Ces résultats marquent une avancée potentielle pour la classe des dégradeurs de protéines CELMoD, qui n'ont pas encore reçu d'approbation de la Food and Drug Administration américaine. Le mezigdomide est conçu pour cibler les facteurs de transcription Ikaros et Aiolos, dont les cellules du myélome multiple dépendent pour survivre. Le profil de sécurité a montré des événements indésirables de grade 3 ou 4 liés au traitement chez 83,7 % des patients du bras mezigdomide contre 56,5 % dans le groupe témoin, conformément aux essais précédents, selon Kerber.
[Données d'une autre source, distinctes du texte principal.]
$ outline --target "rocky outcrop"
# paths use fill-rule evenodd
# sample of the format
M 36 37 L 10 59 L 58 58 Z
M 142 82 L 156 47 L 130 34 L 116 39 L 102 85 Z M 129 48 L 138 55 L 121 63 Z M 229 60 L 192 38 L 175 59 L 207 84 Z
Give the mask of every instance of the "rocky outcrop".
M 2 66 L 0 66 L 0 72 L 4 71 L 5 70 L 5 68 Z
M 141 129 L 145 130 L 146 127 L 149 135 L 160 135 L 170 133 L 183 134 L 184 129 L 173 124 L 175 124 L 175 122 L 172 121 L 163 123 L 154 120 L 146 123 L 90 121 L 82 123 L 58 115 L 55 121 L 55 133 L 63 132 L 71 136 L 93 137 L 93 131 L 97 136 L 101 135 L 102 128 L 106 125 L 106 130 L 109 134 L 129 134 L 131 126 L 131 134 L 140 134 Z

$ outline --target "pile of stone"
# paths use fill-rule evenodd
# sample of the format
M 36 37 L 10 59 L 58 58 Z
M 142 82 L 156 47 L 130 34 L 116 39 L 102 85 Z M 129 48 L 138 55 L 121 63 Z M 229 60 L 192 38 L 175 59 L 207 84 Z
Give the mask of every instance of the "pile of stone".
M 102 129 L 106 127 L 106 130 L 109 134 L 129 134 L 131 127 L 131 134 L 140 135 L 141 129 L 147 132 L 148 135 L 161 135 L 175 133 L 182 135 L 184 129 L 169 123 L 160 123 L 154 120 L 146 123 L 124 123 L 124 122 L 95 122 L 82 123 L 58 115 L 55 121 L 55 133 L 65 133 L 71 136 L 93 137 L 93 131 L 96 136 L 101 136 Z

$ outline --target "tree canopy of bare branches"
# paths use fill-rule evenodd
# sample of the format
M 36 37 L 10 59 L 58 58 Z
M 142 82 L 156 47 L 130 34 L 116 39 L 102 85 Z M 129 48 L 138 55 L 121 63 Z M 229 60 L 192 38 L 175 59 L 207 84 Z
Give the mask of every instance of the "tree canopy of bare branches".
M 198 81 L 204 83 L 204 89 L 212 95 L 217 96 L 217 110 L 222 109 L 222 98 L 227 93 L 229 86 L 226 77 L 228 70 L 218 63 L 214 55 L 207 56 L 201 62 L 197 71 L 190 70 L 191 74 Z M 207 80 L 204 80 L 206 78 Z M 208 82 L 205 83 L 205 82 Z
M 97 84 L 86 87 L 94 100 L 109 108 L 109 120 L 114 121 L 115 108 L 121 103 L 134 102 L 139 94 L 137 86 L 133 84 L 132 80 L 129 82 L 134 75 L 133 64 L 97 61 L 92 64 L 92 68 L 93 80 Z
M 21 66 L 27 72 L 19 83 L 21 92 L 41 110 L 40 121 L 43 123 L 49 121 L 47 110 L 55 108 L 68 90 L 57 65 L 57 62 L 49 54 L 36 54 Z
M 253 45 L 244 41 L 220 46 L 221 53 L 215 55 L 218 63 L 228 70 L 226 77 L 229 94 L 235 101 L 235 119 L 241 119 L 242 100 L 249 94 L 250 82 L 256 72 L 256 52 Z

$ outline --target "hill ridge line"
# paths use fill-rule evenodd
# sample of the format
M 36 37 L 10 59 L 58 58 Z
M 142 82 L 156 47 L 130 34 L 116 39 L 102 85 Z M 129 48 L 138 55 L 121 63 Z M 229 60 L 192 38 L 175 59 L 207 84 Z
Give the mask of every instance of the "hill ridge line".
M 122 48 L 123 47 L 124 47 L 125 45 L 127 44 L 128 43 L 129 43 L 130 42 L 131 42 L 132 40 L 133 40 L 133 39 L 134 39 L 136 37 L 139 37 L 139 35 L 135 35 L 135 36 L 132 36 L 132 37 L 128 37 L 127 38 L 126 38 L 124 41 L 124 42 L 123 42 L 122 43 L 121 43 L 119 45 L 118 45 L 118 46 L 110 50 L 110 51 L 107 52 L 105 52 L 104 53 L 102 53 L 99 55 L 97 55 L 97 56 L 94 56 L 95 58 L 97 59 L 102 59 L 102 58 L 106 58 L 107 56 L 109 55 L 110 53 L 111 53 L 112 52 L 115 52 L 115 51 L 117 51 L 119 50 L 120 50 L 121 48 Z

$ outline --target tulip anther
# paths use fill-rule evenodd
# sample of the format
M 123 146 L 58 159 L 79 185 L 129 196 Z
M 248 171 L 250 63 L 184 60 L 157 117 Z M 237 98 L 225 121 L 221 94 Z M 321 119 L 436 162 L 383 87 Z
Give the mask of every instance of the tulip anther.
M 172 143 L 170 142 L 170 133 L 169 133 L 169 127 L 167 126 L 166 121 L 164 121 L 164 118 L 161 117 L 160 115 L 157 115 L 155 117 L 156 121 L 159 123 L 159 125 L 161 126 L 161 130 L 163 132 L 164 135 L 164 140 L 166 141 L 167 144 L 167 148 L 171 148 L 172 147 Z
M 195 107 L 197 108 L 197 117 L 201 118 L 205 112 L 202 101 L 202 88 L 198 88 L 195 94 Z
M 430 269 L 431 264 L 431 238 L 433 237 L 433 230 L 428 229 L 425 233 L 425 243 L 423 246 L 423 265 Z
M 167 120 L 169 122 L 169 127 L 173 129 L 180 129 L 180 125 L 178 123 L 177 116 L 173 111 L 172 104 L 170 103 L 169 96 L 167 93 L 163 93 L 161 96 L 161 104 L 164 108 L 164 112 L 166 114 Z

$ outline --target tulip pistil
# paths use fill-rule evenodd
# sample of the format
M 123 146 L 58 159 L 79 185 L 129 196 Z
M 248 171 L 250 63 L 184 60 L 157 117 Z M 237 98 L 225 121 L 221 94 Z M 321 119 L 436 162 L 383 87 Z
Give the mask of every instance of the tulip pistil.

Bristol Myers prévoit de discuter de ces données avec la FDA dans les mois à venir. Le régulateur examine déjà un autre candidat CELMoD de la société, l'iberdomide, pour la même indication, avec une date PDUFA fixée au 17 août. La société a également présenté des données à l'ASCO sur le golcadomide pour le lymphome à cellules B nouvellement diagnostiqué et a dévoilé plus de 60 présentations scientifiques dans l'ensemble de son pipeline oncologique, incluant des actifs tels que l'izalontamab brengitecan et le pumitamig.
Les données sur le mezigdomide renforcent la position de Bristol Myers dans le myélome multiple alors que l'entreprise fait face à des expirations de brevets sur des médicaments historiques, notamment le Revlimid et le Pomalyst. Les actions de Bristol Myers s'échangeaient à 58,03 $, en hausse de 8,5 % depuis le début de l'année et de 29,9 % au cours des 12 derniers mois. Les investisseurs surveilleront la décision de la FDA concernant l'iberdomide en août ainsi que le calendrier de dépôt réglementaire du mezigdomide, qui constitueront les prochains catalyseurs pour le titre.